Experimental-Rock

King Crimson @ Philharmonie, München, 2018-07-16

In The Court Of The Crimson King oder: Eine Zeitreise durch ein halbes Jahrhundert essenzielle Musik-Historie mit der neben Van Der Graaf Generator besten und wichtigsten Band aus der Ursuppe des britischen Progressive Rock – King Crimson am Montagabend im Rahmen ihrer europäischen „Uncertain Times Tour 2018“ für 160 Minuten in der Philharmonie des Münchner Gasteigs, dort, wo sich sonst ortsansässige Kultur-Schickeria und ewig-gestrige Joan-Baez-Mitheuler die Klinke in die Hand geben, mit einem Quasi-Greatest-Hits-Programm aus dem umfangreichen Band-Fundus, das ihresgleichen sucht. Aufgeführt in ebenjener heiligen Halle der Hochkultur des Isar-Millionendorfs, die speziell beim feinhörigen Klassik-Publikum wegen individuell wahrgenommener schlechter Akustik nicht unumstritten ist und dementsprechende Forderungen nach Sanierung oder gar sündhaft teurem Neubau laut werden lässt, zum – auf die Minute pünktlichen! – Konzertbeginn mochte man den Unkenrufen in der Tat zähneknirschend beipflichten, das Eröffnungs-Intro „Drumsons“ wie die ersten Nummern „Larks‘ Tongues In Aspic“ und „Peace: An End“ drohten wiederholt von komplexem Sound in undifferenzierten Klang-Brei zu kippen, zur Ehrenrettung des Technikers am Mischpult sei angemerkt, dass eine achtköpfige Prog-Rock-Bigband mit sage und schreibe drei Drummern, zwei Gitarren, Blasinstrumenten, Bass und Keyboard keine geringe Herausforderung hinsichtlich klarer, differenzierter Akustik darstellt, die löblicherweise mit fortlaufender Konzertdauer zusehends besser vom Mann an den Reglern bewältigt wurde.

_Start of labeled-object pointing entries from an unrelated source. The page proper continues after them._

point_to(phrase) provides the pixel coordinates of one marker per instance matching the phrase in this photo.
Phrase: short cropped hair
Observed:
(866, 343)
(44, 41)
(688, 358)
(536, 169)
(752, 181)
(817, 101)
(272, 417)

Über Mastermind, Komponist, Soundtüftler, Gitarrist und einziges seit 1968 konstantes KC-Mitglied Robert Fripp muss in der Welt des Progressive Rock kaum mehr ein Wort verloren werden, der Mann hat in den vergangenen fünfzig Jahren neben Erschaffen eines gewichtigen Eigenwerks mit nahezu allen herausragenden Größen der avantgardistischen Rockmusik von Bowie über Eno bis Peter Gabriel, David Sylvian, Van Der Graaf Generator oder den Talking Heads zusammengearbeitet und das Genre maßgeblich wie kaum ein Zweiter mitgeprägt, am Montagabend wurde in den weit über 2 Stunden einmal mehr als deutlich, warum die innovative und unvergleichliche Klangsprache der Londoner Institution über Dekaden nachgeborene Legionen von Experimental-, Progressive-, Ambient-Musikern wie Math-, Post-, Art-, Hard-, Jazz-, Noise-Rockern und Post-Metallern nachhaltig beeinflusst hat.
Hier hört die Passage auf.